"Henry deserves a good thrashing," answered the clock-maker. "It may save him from the gallows. I shall tell John we all knew he was the guilty one, and why I consented to keep it from him for a time. You had better tell him, too."
"I can't! I can't! You don't realize how angry he'll be; and you know he says he'll never forgive."
Henry had heard enough. Trembling from head to foot, he crept back to his chamber; but he did not think of going to bed.

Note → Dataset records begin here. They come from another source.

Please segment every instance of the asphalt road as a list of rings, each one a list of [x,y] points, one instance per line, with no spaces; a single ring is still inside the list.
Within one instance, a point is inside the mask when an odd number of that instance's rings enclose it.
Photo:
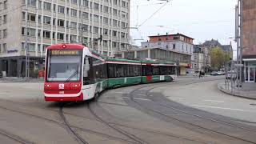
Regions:
[[[219,92],[219,78],[122,87],[78,103],[44,102],[43,83],[0,83],[0,143],[256,143],[256,102]]]

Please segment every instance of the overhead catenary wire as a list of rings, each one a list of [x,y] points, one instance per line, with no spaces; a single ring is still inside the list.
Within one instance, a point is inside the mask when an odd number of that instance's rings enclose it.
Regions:
[[[170,0],[167,0],[167,2],[163,4],[159,9],[158,9],[154,13],[153,13],[148,18],[146,18],[144,22],[142,22],[142,24],[140,24],[138,26],[138,28],[141,27],[143,24],[145,24],[148,20],[150,20],[152,17],[154,17],[158,11],[160,11],[165,6],[166,6],[169,2],[170,2]]]

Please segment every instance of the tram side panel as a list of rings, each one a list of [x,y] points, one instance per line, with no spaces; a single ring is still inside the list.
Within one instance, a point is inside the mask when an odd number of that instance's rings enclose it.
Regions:
[[[140,65],[108,63],[108,87],[114,88],[141,82]]]

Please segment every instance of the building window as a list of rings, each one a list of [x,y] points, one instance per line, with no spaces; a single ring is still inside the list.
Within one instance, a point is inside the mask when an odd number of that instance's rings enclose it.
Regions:
[[[94,33],[98,34],[98,27],[94,26]]]
[[[29,51],[35,51],[35,44],[34,43],[29,43],[28,44],[28,50]]]
[[[49,2],[43,2],[43,9],[46,10],[50,10],[51,3]]]
[[[3,2],[3,9],[4,10],[7,9],[7,1]]]
[[[77,22],[70,22],[70,28],[77,29]]]
[[[7,38],[7,29],[5,29],[2,30],[2,38]]]
[[[83,31],[88,31],[88,25],[79,23],[79,30]]]
[[[42,9],[42,1],[38,1],[38,9]]]
[[[113,36],[114,37],[116,37],[118,34],[117,34],[117,31],[115,31],[115,30],[113,30]]]
[[[38,23],[42,23],[42,16],[38,15]]]
[[[121,38],[126,38],[126,34],[125,33],[121,33]]]
[[[78,16],[78,10],[74,9],[71,9],[71,16],[77,17]]]
[[[50,25],[50,17],[43,17],[43,23]]]
[[[104,13],[108,14],[108,13],[109,13],[109,7],[108,7],[108,6],[104,6],[103,11],[104,11]]]
[[[122,7],[126,7],[126,2],[122,1]]]
[[[88,0],[82,0],[82,6],[88,7],[89,6]]]
[[[60,14],[64,14],[65,12],[65,7],[62,6],[58,6],[58,12]]]
[[[36,6],[36,0],[27,0],[27,5],[30,6]]]
[[[118,15],[118,10],[113,9],[113,14],[114,15]]]
[[[114,5],[118,5],[118,0],[113,0]]]
[[[89,14],[86,12],[82,12],[82,18],[88,19],[89,18]]]
[[[94,15],[94,21],[95,22],[98,22],[98,15]]]
[[[108,23],[109,23],[109,18],[104,17],[104,18],[103,18],[103,22],[104,22],[105,24],[108,24]]]
[[[118,26],[118,21],[117,20],[113,19],[113,26]]]
[[[2,52],[3,53],[6,53],[7,51],[7,44],[6,43],[3,43],[2,44]]]
[[[176,49],[176,44],[173,44],[173,49],[175,50]]]
[[[50,38],[50,32],[43,30],[43,38]]]
[[[113,42],[112,44],[113,44],[113,47],[117,47],[117,42]]]
[[[122,28],[125,29],[126,28],[126,22],[121,22]]]
[[[27,20],[31,22],[35,22],[35,14],[28,14]]]
[[[7,14],[4,15],[3,16],[3,21],[2,21],[2,23],[5,24],[7,22]]]
[[[71,0],[72,3],[77,4],[78,3],[78,0]]]
[[[62,19],[58,19],[58,26],[64,27],[64,23],[65,23],[65,21],[64,21],[64,20],[62,20]]]
[[[94,3],[94,10],[99,10],[99,5],[98,5],[98,3]]]
[[[22,28],[22,34],[25,34],[25,27]],[[28,28],[27,29],[27,35],[31,37],[35,37],[35,29]]]
[[[107,29],[103,29],[103,33],[105,35],[108,34],[108,30]]]
[[[58,33],[58,40],[64,41],[64,34],[62,33]]]
[[[77,36],[76,35],[70,35],[70,42],[75,42],[77,41]]]
[[[26,12],[22,11],[22,20],[26,19]]]

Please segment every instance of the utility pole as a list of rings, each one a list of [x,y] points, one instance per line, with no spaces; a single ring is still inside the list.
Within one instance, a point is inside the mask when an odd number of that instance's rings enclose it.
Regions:
[[[29,58],[28,58],[28,45],[27,45],[27,32],[28,32],[28,7],[27,3],[26,3],[26,27],[25,27],[25,55],[26,55],[26,79],[28,79],[29,78]]]
[[[235,6],[235,42],[237,42],[237,62],[236,63],[238,64],[238,58],[239,58],[239,1],[238,0],[238,5]],[[238,67],[236,67],[236,74],[237,74],[237,79],[236,79],[236,86],[238,86]]]
[[[243,0],[240,0],[240,64],[242,64],[242,18],[243,18]],[[239,86],[242,87],[242,67],[240,67],[240,83]]]
[[[82,44],[83,44],[83,30],[84,30],[84,27],[83,27],[83,9],[82,8],[82,6],[84,6],[83,5],[82,5],[82,1],[80,2],[81,3],[79,3],[79,6],[80,6],[80,11],[81,11],[81,27],[80,27],[80,42]]]

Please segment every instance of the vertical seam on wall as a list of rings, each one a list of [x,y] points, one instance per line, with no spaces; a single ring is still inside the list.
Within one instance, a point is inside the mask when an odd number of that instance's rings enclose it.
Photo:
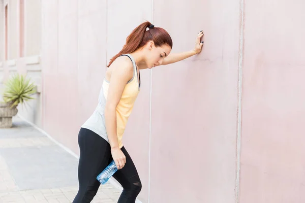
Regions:
[[[105,48],[105,54],[106,54],[106,59],[105,59],[105,63],[106,63],[106,67],[107,67],[107,65],[108,64],[108,63],[107,63],[107,58],[108,58],[108,54],[107,53],[107,49],[108,48],[108,0],[106,0],[106,33],[105,33],[105,36],[106,36],[106,46]],[[105,67],[105,69],[106,69],[106,67]],[[106,74],[106,73],[105,73]]]
[[[57,70],[56,71],[58,72],[58,59],[59,57],[59,0],[57,0]],[[58,74],[58,73],[57,73]]]
[[[154,23],[154,0],[151,0],[151,18],[152,23]],[[150,69],[150,89],[149,92],[149,139],[148,150],[148,200],[150,202],[150,167],[151,167],[151,99],[152,96],[152,69]]]
[[[241,136],[241,96],[242,90],[242,62],[243,53],[243,28],[245,16],[245,0],[240,2],[240,25],[239,25],[239,48],[238,59],[238,106],[237,110],[237,156],[236,156],[236,179],[235,197],[236,202],[239,201],[239,180],[240,174],[240,147]]]

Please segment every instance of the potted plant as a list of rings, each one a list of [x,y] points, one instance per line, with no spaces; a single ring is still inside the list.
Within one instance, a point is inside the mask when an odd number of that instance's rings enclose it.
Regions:
[[[16,74],[5,83],[3,101],[0,103],[0,128],[12,127],[13,117],[18,112],[17,107],[34,99],[30,96],[36,92],[36,86],[30,80],[22,75]]]

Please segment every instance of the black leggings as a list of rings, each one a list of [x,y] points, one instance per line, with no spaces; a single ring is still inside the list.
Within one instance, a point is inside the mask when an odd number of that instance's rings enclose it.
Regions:
[[[80,150],[78,165],[79,188],[73,202],[90,202],[101,184],[97,180],[97,176],[113,160],[110,145],[98,134],[83,128],[78,134],[78,145]],[[142,185],[129,154],[124,147],[121,150],[126,157],[126,163],[113,176],[123,187],[117,202],[134,203]]]

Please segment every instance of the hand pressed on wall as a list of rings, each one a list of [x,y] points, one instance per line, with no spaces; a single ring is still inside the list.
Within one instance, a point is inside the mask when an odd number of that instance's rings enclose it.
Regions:
[[[203,45],[203,41],[201,41],[201,38],[204,33],[203,31],[200,30],[200,32],[198,32],[197,36],[196,38],[196,44],[195,45],[195,48],[194,48],[194,51],[195,52],[196,54],[200,53],[201,50],[202,49],[202,46]]]

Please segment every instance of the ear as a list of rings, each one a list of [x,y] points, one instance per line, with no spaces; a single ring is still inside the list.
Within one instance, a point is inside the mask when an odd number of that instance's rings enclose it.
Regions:
[[[155,43],[154,43],[154,41],[150,41],[147,43],[147,47],[149,51],[150,51],[151,49],[152,49],[152,48],[154,47],[154,46],[155,46]]]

"I'll stay here till mother goes into her room, and then I'll run off. I know there are places enough better than this. At any rate, I wont stay here, where they're all against me, to be half killed by father."
Stealing to the closet, with his bare feet to the floor, he soon discovered his father's pocket-book in the same pocket where the keys had once been, and, taking from it five dollars, all the money it contained, he wrapped it in a paper, and lay down in his clothes.
"I know mother wont tell father a word about it to-night," he said, his teeth chattering, "and I'll be off before he's up. He said he shouldn't be at home till eleven, 'cause the moon wouldn't rise till late; so it will be light for me to run away."
[CHAPTER VIII.]
THE LIAR REFORMED.
"WHY don't Henry come down to his breakfast?" asked Mr. Drake, in a petulant tone.
"I'll call him now," answered the mother, with a sigh, starting for Henry's chamber.